Most of us will never celebrate weddings like that of William and Kate and most of us will never make $1,000 a day in profits much less a million or 10 million or $100M. I think we all get that somehow – even if we watch and wonder and even sometimes plan how we would spend our millions.
But I also know a significant number of people who really believe they are somehow closer to having those millions and being among the ultra-wealthy. And many who believe and even convince themselves to identify with the ultra-rich actually live paycheck-to-paycheck or worse. It’s an interesting cultural phenomenon that is an extremely effective way for those who actually have the money and power to control those of us who do not. Sometimes the control is quite direct when owners and bosses hold power over our jobs, and other times the control is more subtle as corporations, advertisers and the news media create images and imaginings of what it means to be a success in America in 2011.
It is mind control and action control on steroids that makes millions and millions of Americans trust their lives to those who value them so little.
My primary issue is still in achieving a progressively financed, single standard of high quality healthcare for all. Many of us call that a single-payer system; some prefer to call it a Medicare for all system. Whatever folks choose to call it, creating that system is not a leftist idea nor is it the takeover of our healthcare system by a communist-like mindset. It just pools the resources effectively and spends them on what they were pooled for – healthcare. Our current system wastes a lot of money keeping people from getting healthcare and also providing profit incentives for treatments and procedures that may make lots of people rich but leave lots of patients sick. Yet, how many times to do hear and cling to the idea that we Americans have the best healthcare system in the world?
The American dream spinners in healthcare have been brilliant. They’ve spent decades selling us on some fairy tale medical system in which Marcus Welby, MD, stands at the ready to deliver loving and intelligent doctoring while Gregory House, MD, and his diagnostic team, are on call to fearlessly get to the bottom of our medical issues – spare no expense, please. It hasn’t been just the obvious villains white-washing the truth – the for-profit insurance giants, the large hospital corporations and the big pharmaceutical firms. No sir. No maam. When we spin our dream healthcare system in America and set about selling it as reality to millions of people, we make sure we create all the messages necessary in every media venue to reinforce the fiction.
We want to believe so badly that we are the smartest, the best looking and the strongest – and thereby the most successful – that we allow one another and even our own families and ourselves to suffer unimaginable trauma to keep the fantasy intact. My mom used to use a phrase that wasn’t too elegant to describe it. “He wouldn’t say %#@! If he had a mouthful,” she’d mutter. And, man, do we have a mouthful today in healthcare in America and in almost every other area of our daily lives.
We hear that think tanks work to muddy our reality and turn it into rage against one another as working class people instead of righteous anger against the real criminals and tax dodgers and thieves of our work, health and retirement security. We hear that insurance profits are up and pharmaceuticals pay huge fines to keep doing business as usual even when business as usual means treatment denials and suffering and death.

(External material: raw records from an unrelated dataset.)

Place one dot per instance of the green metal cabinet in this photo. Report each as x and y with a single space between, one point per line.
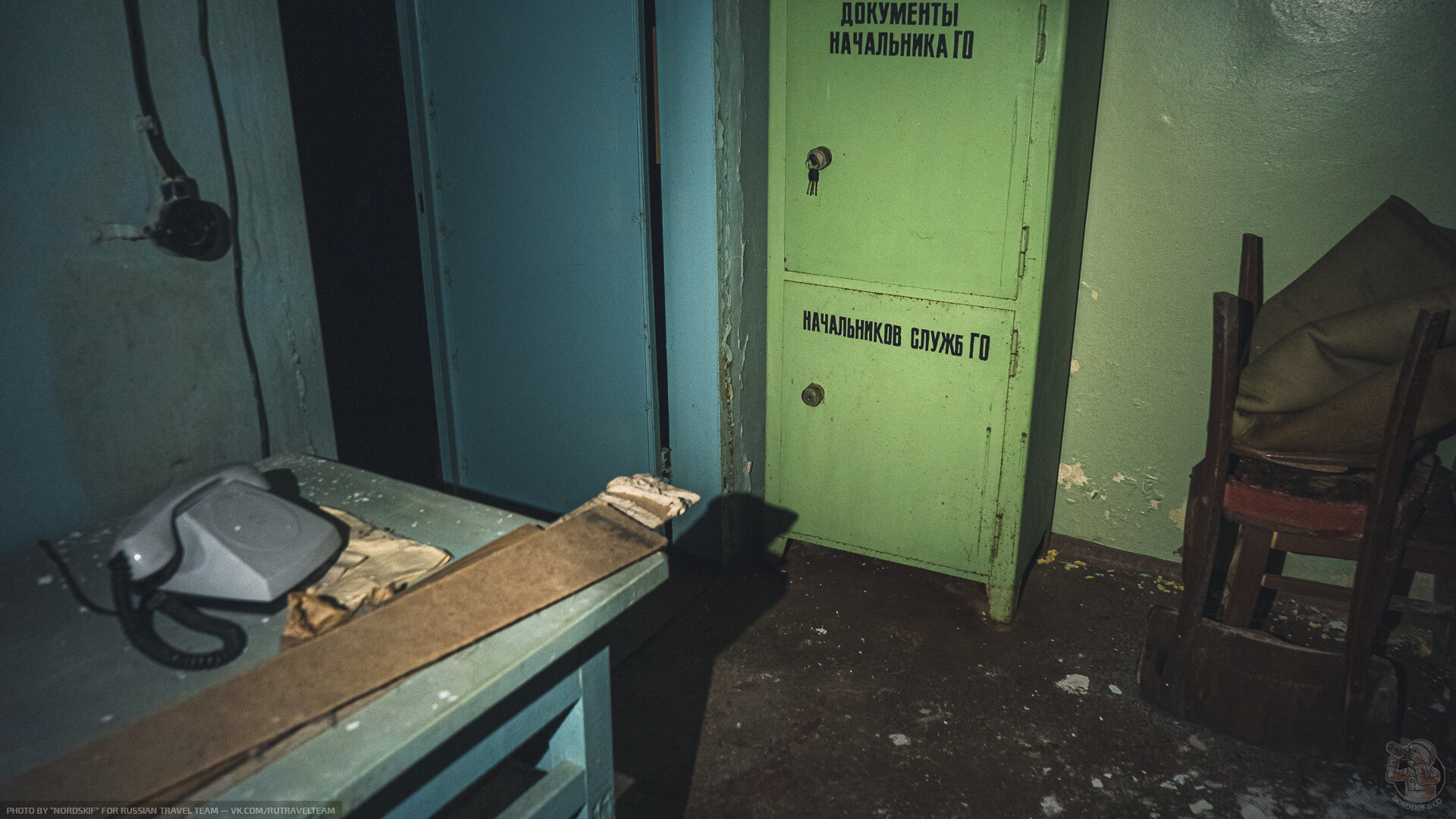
922 287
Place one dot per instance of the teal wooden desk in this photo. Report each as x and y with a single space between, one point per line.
72 676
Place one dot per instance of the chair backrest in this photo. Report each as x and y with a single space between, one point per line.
1394 460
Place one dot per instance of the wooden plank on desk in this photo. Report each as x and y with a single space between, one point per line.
220 726
351 763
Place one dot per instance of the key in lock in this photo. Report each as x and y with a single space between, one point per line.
817 161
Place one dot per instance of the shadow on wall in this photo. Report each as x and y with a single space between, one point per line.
660 692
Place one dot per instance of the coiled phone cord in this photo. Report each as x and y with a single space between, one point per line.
136 623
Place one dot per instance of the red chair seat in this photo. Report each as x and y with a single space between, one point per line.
1283 512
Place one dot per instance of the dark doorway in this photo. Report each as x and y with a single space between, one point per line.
359 190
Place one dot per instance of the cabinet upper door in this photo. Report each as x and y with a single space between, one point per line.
925 110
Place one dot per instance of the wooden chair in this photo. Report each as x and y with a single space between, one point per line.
1242 485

And when today I heard that Exxon Mobil will announce profits of $100M a day when American families are facing enormous gasoline price increases. I heard yesterday that some of our leaders tried to deflect the anger of average citizens by saying that our focus on pump prices is a distraction from the long-term energy policy changes needed. Please. Just this time could we all please honestly acknowledge that we’re getting hurt and hurt and hurt again at the pump and everywhere we pay for something impacted by pump prices while the energy corporations are getting bigger and wealthier?

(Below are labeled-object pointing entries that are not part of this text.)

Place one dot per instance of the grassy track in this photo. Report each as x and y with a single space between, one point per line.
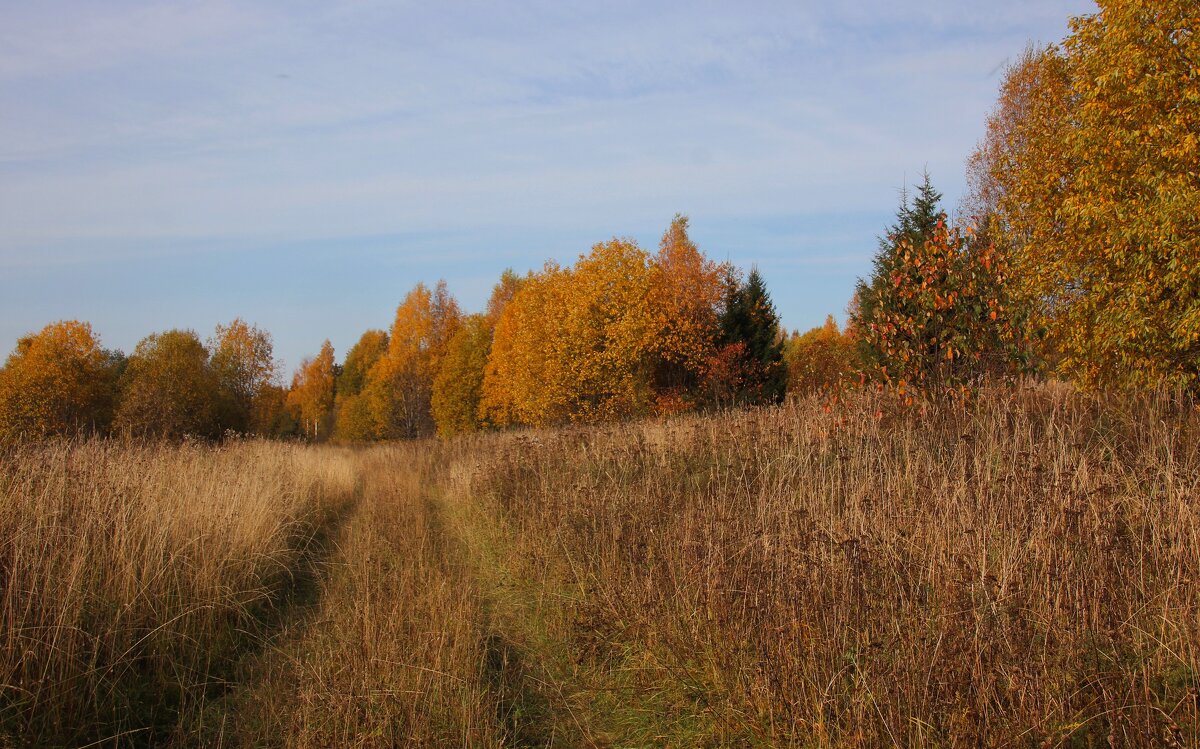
1020 573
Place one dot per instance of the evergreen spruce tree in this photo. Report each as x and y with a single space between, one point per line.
936 313
916 223
749 322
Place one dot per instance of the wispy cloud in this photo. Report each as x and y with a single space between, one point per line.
138 130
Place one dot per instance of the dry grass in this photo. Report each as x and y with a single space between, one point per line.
135 576
1020 573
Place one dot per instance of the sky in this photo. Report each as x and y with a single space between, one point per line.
304 163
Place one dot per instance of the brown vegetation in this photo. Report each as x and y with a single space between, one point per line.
1015 570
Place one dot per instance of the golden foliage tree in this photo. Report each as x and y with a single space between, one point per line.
459 384
820 359
525 382
57 382
687 291
1090 163
169 389
244 361
400 385
311 396
576 345
353 419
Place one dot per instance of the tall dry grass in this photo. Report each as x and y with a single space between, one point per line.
133 576
394 655
1018 573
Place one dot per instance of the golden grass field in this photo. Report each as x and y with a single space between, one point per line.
1020 571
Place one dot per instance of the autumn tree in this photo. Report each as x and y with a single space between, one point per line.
1089 171
502 294
457 387
311 397
400 385
244 361
58 382
748 365
525 381
820 359
916 223
353 419
687 293
169 390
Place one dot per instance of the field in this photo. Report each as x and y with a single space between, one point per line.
1019 571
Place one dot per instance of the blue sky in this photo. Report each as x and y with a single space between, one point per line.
301 165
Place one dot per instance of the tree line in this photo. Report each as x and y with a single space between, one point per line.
1075 253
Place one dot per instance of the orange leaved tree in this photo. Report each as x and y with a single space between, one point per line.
1089 172
169 390
400 385
311 397
58 382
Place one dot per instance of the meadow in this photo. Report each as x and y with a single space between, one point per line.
1018 570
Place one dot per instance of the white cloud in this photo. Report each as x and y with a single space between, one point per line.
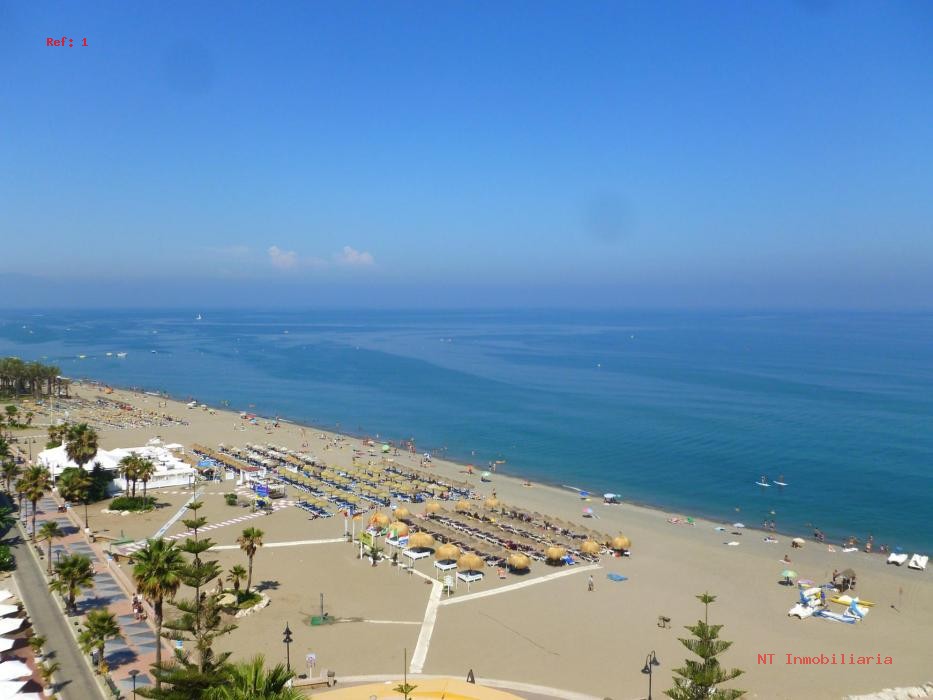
282 259
351 256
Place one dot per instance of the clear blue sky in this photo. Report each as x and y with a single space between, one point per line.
770 154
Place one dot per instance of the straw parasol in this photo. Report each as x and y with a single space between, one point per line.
379 519
421 540
470 562
518 561
400 529
447 552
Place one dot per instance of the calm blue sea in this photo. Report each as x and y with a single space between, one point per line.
680 410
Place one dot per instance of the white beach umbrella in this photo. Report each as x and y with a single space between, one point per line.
10 670
8 689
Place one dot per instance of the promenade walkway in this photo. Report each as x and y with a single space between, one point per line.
76 682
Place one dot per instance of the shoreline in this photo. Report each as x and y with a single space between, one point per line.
668 567
699 514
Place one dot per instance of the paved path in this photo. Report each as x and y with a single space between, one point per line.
427 629
294 543
175 518
569 571
48 620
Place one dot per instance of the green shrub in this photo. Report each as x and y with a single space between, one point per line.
135 504
7 562
247 600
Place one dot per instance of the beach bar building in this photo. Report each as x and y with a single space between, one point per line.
170 469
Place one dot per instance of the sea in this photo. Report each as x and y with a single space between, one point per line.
685 411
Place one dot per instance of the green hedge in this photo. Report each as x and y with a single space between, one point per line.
130 503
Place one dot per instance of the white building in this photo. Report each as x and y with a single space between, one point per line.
170 470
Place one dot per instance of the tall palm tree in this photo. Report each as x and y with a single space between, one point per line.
157 570
80 443
73 573
99 626
249 680
75 485
36 482
144 472
50 531
236 574
250 542
9 471
129 470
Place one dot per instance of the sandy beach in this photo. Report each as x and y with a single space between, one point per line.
550 630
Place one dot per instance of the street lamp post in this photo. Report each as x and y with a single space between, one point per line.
287 640
650 663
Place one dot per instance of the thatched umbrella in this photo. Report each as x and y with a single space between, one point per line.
420 540
518 561
447 552
399 529
470 562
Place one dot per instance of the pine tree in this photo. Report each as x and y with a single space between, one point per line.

I also heard CNN do their level best to spin with the politicians about the good that is coming from the huge oil company profits. Public employees – yup, those same ones we are supposed to stop allowing to collectively bargain -- often have their pension funds heavily invested in the oil stocks, so says CNN. So, high oil profits, said the wise and omnipotent news folks, are actually of great good to public employee pension funds. I am not making this up. This is the same CNN that couldn’t hear or see 150,000 people in the streets of Madison, WI, screaming to protect the rights to bargain for, among other things, retirement and pension benefits. This isn’t an alternate or parallel universe, folks. This is blatant and bold and brazen (another word my mom loved) brain-washing of the masses.
If the gas pump prices are hurting you, it’s simple. That is because oil prices are high and oil companies profits are obscenely so. If you cannot access healthcare because of financial barriers (insured or not), that’s because the system is wired for profit first and little else. Let’s start there and reframe the message in sound bites. If it walks like a duck and sounds like a duck and looks like a duck, well then it quacks. Didn’t your mom teach you that? Mine did. And if you watch that royal wedding, at least remember it’s just that. It’s for royalty, and we’re not it.